Cytinus ruber est considéré comme comestible, l’inflorescence est cuisinée comme un substitut de l’asperge. La pulpe de l’ovaire est sucrée. Cette pratique était très répandue dans les îles adriatiques de la Croatie.

En raison de leurs propriétés hémostatiques et astringentes, la médecine populaire de diverses régions d’Europe employait les extraits des inflorescences contre la dysenterie et pour soulager les inflammations de la gorge et des yeux. Dans la partie centrale et méridionale de la Sardaigne, des enquêtes ethnobotaniques ont confirmé que les extraits de Cytinus servaient de substances astringentes, hémostatiques et toniques.

La pollinisation de Cytinus ruber est assurée principalement par les fourmis, mais des insectes volants de passage tels qu’abeilles et coléoptères y contribuent également.

La pollinisation est assurée principalement par les fourmis, mais des insectes volants de passage tels qu’abeilles et coléoptères y contribuent aussi © Giuseppe Mazza

Des travaux récents (Plants 2021, 10, 146) sur la composition chimique et nutritionnelle de Cytinus ruber ont mis en évidence la présence de tanins hydrolysables (ou gallotannins) dans des plantes récoltées en Grèce.

La présence de tanins, en extraits éthanoliques et aqueux, a également été constatée dans des plantes récoltées en Sardaigne.

Outre leurs propriétés antioxydantes, les tanins présentent également une activité antimicrobienne. Cette dernière a été testée sur trois espèces bactériennes à Gram positif (Staphylococcus aureus, Staphylococcus epidermidis, Enterococcus faecium), qui se sont révélées sensibles à une concentration minimale inhibitrice (CMI, µg/ml) comprise entre 125 et 500 μg/ml pour les extraits aqueux, et entre 31,25 et 250 μg/ml, pour les extraits éthanoliques.

Les fleurs de Cytinus ruber persistent environ 6 jours. La base des fleurs femelles fécondées enfle en une baie blanche et charnue contenant environ 25 000 graines.

Les fleurs persistent environ 6 jours. La base des fleurs femelles fécondées enfle en une baie blanche et charnue contenant environ 25 000 graines © Giuseppe Mazza

Minuscules et noyées dans une pulpe visqueuse, ces graines sont transportées par les fourmis dans les fourmilières voisines.

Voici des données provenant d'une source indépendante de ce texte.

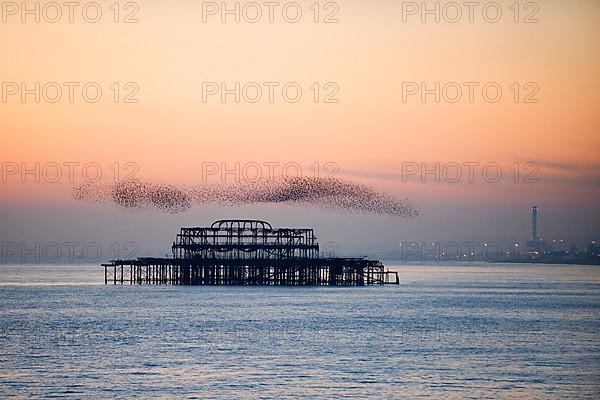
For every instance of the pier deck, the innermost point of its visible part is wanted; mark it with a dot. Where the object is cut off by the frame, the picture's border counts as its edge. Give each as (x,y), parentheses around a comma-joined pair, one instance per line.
(245,252)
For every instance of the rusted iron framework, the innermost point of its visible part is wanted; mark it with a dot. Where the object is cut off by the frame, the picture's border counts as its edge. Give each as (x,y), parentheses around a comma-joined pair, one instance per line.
(247,252)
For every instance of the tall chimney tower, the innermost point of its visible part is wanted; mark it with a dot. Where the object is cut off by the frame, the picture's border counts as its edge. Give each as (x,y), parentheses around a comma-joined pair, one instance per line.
(534,223)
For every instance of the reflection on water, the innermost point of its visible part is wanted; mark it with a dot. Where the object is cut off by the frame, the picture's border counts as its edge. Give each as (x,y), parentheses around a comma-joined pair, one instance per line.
(449,332)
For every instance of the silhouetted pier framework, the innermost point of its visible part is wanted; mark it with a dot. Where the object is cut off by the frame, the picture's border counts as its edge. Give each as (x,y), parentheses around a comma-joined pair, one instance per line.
(247,252)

Elles y germent près des racines d'autres Cistes.

Minuscules et noyées dans une pulpe visqueuse, ces graines sont transportées par les fourmis dans les fourmilières voisines pour germer près des racines d’autres Cistes © Giuseppe Mazza

Aucune activité antimicrobienne n’a été constatée sur les souches Gram-négatives (Pseudomonas aeruginosa et Klebsiella pneumoniae).

Ces travaux soulignent que Cytinus peut être une source naturelle de substances antimicrobiennes et antioxydantes.

On dénombre deux sous-espèces de Cytinet rouge : Cytinus ruber subsp. ruber, présente dans la région méditerranéenne, et Cytinus ruber subsp. canariensis (Webb & Berthel.) Finschow ex G.Kunkel, spécifique aux îles Canaries.

Synonymes : Cytinus clusii (Nyman) Gand. ; Cytinus hypocistis subsp. clusii Nyman ; Cytinus hypocistis var. kermesinus Guss. ; Cytinus hypocistis subsp. kermesinus (Guss.) Arcang. ; Hypocistis hypocistis var. kermesinus (Guss.) Linding. ; Hypocistis kermesina (Guss.) Kuntze ; Hypocistis rubra Fourr.